No mercado de trabalho desde os 12 anos, o empresário Jefferson Maciel, 41, não teve tempo de aprender de inglês. Mas isso não lhe impediu de que sua empresa de consórcios se tornasse a sexta no ranking de negócios do setor no país, tendo como clientes inúmeras multinacionais. E mais, ele tem dois sócios que também não falam o idioma. “Trabalhei durante dezesseis anos em duas administradoras de consórcio, sempre com muitas viagens, e chegou o momento de optar pelo estudo do inglês ou o investimento em outras iniciativas. Optei pelo segundo, mas ainda não desisti do inglês e sinto falta. Na Conseg, para sanar o problema, contratamos profissionais com o idioma para cargos estratégicos que possam atender nossos clientes estrangeiros”, diz. “No caso dos italianos, o interessante é que eles começam a querer aprender o português”, afirma.

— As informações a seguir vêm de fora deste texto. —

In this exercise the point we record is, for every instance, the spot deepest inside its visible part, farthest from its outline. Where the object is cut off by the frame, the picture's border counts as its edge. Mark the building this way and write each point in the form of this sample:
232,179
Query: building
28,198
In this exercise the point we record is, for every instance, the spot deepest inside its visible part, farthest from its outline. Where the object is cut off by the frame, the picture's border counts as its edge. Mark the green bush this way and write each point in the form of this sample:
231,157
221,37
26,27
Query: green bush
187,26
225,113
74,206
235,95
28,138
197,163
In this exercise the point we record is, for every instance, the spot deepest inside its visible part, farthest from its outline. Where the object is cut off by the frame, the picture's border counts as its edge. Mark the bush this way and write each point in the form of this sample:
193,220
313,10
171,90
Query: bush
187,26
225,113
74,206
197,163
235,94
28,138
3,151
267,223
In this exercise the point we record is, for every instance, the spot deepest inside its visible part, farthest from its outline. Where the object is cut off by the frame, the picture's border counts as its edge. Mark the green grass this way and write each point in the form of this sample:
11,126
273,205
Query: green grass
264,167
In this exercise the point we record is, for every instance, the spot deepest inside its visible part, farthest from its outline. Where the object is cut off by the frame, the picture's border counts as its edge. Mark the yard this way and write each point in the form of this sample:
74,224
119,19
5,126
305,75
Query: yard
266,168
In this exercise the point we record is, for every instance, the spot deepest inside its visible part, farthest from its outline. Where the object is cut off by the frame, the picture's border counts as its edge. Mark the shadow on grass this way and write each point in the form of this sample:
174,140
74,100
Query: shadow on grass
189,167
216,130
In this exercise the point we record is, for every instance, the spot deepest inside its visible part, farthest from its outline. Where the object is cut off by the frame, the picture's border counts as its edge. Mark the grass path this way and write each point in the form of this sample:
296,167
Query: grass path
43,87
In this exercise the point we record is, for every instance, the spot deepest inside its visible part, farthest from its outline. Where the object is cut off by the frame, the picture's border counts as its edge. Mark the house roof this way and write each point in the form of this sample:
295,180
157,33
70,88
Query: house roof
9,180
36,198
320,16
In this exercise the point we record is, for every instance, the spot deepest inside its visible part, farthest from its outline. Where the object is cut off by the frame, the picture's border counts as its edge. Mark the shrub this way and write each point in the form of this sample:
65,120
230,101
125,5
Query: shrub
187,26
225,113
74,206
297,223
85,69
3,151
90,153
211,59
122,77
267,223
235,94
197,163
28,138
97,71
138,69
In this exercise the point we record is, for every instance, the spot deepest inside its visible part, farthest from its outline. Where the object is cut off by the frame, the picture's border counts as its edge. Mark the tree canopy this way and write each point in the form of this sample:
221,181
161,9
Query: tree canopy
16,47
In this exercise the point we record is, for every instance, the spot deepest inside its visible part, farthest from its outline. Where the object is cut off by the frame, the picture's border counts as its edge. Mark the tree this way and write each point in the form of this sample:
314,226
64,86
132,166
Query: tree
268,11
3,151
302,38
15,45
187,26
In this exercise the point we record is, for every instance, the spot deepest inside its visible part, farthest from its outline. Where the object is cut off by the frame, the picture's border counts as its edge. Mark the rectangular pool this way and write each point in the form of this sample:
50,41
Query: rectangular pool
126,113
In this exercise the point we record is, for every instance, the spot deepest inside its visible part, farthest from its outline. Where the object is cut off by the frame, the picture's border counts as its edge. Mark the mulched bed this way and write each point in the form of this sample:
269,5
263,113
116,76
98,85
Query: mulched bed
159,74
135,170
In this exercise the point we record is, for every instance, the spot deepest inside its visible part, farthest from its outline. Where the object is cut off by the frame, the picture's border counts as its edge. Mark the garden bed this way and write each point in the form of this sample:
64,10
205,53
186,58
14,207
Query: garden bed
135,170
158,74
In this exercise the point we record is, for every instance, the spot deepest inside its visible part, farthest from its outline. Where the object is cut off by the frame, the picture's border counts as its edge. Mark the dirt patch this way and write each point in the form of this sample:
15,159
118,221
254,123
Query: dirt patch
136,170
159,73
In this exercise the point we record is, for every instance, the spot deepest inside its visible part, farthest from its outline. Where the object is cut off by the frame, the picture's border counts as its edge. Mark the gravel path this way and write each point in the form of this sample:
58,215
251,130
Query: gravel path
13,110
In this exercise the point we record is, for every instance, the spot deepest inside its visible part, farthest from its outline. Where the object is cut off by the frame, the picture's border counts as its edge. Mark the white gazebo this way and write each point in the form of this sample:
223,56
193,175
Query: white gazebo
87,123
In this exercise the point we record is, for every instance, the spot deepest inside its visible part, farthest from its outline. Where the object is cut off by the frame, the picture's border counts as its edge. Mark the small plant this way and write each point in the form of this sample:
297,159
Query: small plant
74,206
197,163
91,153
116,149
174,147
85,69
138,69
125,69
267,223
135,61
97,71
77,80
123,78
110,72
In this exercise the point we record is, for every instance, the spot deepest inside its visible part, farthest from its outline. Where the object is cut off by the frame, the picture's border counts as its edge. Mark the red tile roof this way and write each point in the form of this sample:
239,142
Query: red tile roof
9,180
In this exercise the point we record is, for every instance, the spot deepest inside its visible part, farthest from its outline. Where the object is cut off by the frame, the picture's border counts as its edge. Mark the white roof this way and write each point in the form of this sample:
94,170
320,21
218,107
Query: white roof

Ele atribui o seu sucesso a um mix de esforço e sorte. “Dei certo sem inglês, sei que isso é difícil. Tive de me dedicar muito mais, investir na carreira, conhecer muito bem o meu segmento de mercado e criar diferenciais. Sabia que tinha de ser o melhor”, observa. “Quando viajo para fora, sinto facilidade em me comunicar, mas procuro sempre conhecer um pouco mais da língua.”
Para os herdeiros, no entanto, a história é outra. “Meus três filhos fazem inglês desde pequenos e tenho planos de que passem um tempo fora do país. Tenho a perspectiva de que, mesmo não usando hoje a língua, no futuro ela será um fator indispensável.”